TensorFlow 1.4 NER: A time capsule from 2017's Chinese NLP frontier
A straightforward BiRNN+CRF implementation for Chinese named-entity recognition that shows its age in the details.

What it does
Trains a bidirectional RNN with CRF layer to tag named entities in Chinese text. You bring your own word2vec-style embeddings (colon-separated, 300-dim by default), feed it source/target files, and toggle between train and predict modes by editing a flag in config.py.
The interesting bit
The README makes a small fuss about using TensorFlow’s then-new Dataset API for “elegant” data feeding — a telling snapshot of what counted as modern infrastructure in the TF 1.x era. The architecture itself (BiRNN → CRF) was the standard playbook; the value was in having a working, documented Chinese implementation.
Key highlights
- Requires TensorFlow ≥ 1.4.1; explicitly unsure about 1.2 compatibility after upgrades
- Needs manual word segmentation and custom-trained embeddings (gensim/glove acceptable)

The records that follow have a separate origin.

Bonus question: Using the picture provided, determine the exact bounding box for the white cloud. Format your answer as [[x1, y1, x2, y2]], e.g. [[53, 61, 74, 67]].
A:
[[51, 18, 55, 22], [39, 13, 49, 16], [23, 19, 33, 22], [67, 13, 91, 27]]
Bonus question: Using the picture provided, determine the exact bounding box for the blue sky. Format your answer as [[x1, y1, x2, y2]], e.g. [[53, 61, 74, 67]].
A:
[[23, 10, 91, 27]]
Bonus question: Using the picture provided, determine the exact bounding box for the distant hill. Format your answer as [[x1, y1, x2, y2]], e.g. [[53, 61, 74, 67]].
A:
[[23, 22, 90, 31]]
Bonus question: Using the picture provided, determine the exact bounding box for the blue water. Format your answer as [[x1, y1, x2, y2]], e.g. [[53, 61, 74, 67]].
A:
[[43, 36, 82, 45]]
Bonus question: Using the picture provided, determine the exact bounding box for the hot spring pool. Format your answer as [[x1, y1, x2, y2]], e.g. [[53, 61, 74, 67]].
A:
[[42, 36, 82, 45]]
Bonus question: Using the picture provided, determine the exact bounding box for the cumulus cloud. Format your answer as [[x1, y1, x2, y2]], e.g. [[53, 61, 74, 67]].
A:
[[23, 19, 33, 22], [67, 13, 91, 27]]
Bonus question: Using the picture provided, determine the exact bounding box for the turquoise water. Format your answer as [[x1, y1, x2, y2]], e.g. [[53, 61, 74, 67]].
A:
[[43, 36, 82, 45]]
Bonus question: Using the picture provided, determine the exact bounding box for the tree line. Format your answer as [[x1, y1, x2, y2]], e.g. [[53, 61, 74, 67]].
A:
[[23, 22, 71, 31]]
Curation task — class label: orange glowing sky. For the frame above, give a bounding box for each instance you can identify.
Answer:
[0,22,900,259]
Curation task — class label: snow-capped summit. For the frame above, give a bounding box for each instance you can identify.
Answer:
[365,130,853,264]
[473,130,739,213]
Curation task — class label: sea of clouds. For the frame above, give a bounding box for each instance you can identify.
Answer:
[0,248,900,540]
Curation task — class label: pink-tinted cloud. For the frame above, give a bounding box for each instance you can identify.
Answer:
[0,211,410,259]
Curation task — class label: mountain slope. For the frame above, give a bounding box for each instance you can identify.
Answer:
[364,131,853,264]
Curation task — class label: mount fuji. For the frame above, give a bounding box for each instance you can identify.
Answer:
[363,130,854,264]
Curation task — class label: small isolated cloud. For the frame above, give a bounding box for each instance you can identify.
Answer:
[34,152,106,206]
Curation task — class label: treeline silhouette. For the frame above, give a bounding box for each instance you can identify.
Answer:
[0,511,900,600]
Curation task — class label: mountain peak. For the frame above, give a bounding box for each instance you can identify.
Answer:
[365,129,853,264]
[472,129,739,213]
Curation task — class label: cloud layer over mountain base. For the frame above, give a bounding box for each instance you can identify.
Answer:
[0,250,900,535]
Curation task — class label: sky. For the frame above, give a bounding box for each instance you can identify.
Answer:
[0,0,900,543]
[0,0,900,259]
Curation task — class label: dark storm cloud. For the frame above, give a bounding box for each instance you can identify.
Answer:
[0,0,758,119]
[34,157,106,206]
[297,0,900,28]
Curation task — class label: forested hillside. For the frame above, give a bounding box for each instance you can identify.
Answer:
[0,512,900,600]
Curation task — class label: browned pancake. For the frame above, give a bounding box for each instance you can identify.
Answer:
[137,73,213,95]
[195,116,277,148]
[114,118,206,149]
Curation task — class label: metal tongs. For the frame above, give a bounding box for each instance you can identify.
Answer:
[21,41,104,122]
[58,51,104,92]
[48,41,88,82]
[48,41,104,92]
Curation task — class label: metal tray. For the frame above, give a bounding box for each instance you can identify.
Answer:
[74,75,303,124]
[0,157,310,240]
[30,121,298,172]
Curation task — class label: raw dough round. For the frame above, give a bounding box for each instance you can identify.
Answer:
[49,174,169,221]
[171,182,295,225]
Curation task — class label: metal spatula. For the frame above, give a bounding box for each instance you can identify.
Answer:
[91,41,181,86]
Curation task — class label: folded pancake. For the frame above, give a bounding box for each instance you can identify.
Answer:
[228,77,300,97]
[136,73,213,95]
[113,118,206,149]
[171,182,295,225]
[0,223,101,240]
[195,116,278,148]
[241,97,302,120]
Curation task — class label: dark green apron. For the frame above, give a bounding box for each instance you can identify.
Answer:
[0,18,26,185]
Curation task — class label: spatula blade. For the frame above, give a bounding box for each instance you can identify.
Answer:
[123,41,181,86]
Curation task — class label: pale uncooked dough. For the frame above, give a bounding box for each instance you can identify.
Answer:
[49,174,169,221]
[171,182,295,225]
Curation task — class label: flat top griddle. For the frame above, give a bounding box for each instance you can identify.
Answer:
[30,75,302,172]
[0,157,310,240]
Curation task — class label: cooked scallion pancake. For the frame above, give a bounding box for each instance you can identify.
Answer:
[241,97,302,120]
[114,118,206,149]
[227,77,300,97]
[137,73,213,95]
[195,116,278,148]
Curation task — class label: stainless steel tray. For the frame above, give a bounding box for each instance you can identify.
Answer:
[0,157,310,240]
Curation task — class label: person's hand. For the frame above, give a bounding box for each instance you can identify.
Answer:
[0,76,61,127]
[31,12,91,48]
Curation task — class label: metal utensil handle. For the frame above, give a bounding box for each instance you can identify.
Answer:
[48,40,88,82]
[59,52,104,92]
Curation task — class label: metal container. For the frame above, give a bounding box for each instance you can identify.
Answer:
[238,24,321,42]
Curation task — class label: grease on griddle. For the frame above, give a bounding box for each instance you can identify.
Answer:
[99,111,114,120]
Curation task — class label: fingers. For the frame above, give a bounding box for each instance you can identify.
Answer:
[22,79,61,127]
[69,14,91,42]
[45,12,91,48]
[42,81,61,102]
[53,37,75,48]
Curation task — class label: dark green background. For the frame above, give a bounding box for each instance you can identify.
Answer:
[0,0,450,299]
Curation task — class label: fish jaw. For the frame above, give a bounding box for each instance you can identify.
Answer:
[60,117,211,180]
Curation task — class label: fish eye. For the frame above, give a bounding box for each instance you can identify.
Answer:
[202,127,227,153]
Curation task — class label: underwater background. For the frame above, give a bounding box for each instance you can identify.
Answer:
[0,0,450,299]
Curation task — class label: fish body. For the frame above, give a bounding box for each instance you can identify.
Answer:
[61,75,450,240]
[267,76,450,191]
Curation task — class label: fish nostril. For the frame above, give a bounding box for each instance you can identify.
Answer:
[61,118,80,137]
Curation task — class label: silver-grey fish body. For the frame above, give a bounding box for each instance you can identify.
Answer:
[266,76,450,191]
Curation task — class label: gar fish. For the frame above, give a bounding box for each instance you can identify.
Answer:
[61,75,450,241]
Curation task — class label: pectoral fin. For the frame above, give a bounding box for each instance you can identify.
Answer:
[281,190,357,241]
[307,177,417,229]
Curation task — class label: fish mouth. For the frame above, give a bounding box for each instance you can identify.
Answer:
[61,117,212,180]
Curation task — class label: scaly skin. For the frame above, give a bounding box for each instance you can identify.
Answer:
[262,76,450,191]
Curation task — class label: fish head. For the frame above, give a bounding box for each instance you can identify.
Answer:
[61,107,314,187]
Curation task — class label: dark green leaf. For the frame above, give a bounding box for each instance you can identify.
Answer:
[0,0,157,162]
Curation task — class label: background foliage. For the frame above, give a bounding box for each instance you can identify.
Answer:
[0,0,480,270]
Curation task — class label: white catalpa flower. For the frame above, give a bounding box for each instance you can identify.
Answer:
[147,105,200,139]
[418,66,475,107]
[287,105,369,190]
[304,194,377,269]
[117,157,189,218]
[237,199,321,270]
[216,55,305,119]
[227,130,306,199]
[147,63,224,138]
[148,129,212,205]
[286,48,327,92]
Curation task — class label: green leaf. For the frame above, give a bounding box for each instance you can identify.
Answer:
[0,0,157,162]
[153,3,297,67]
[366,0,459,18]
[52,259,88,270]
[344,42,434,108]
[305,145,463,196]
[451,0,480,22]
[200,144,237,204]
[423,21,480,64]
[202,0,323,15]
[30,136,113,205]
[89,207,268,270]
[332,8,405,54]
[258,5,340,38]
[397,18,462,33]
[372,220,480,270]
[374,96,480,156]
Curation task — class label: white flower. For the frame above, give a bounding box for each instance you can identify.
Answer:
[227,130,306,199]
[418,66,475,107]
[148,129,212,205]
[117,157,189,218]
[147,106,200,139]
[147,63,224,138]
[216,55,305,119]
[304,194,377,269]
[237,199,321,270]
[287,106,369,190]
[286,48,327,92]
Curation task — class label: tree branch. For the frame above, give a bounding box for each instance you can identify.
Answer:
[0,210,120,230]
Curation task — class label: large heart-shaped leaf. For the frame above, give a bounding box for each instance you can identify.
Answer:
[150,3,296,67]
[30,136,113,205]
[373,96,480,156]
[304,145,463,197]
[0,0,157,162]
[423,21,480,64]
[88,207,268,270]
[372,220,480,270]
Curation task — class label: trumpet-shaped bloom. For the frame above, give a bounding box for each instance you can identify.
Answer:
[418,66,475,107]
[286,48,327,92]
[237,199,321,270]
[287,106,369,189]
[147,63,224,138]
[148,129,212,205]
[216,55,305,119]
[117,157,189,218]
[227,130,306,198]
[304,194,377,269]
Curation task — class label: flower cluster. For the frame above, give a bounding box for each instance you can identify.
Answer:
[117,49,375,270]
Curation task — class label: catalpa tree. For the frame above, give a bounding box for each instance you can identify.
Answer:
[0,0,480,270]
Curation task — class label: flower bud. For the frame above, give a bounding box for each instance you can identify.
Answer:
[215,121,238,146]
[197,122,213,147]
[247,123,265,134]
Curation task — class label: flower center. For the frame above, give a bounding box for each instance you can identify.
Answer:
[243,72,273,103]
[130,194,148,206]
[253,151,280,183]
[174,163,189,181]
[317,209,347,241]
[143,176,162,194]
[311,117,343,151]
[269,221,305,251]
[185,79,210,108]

- Configuration lives entirely in
config.pyviatf.app.flags— no CLI args - Resource folder contains format examples; author offers to share pre-trained vectors on request
- ~1,000 stars suggests it filled a gap for Chinese-speaking practitioners at the time
Caveats
- TensorFlow 1.4 is long dead; running this today requires archaeology skills or Docker time travel
- No mention of model performance metrics, supported entity types, or benchmark datasets
- “Contact me for pre-trained vectors” is a single point of failure for reproducibility
Verdict
Worth studying if you’re tracing the evolution of Chinese NLP tooling or need to resurrect a legacy pipeline. Everyone else should look to modern frameworks (spaCy, Stanza, or transformers-based approaches) unless they specifically need this architecture for comparison.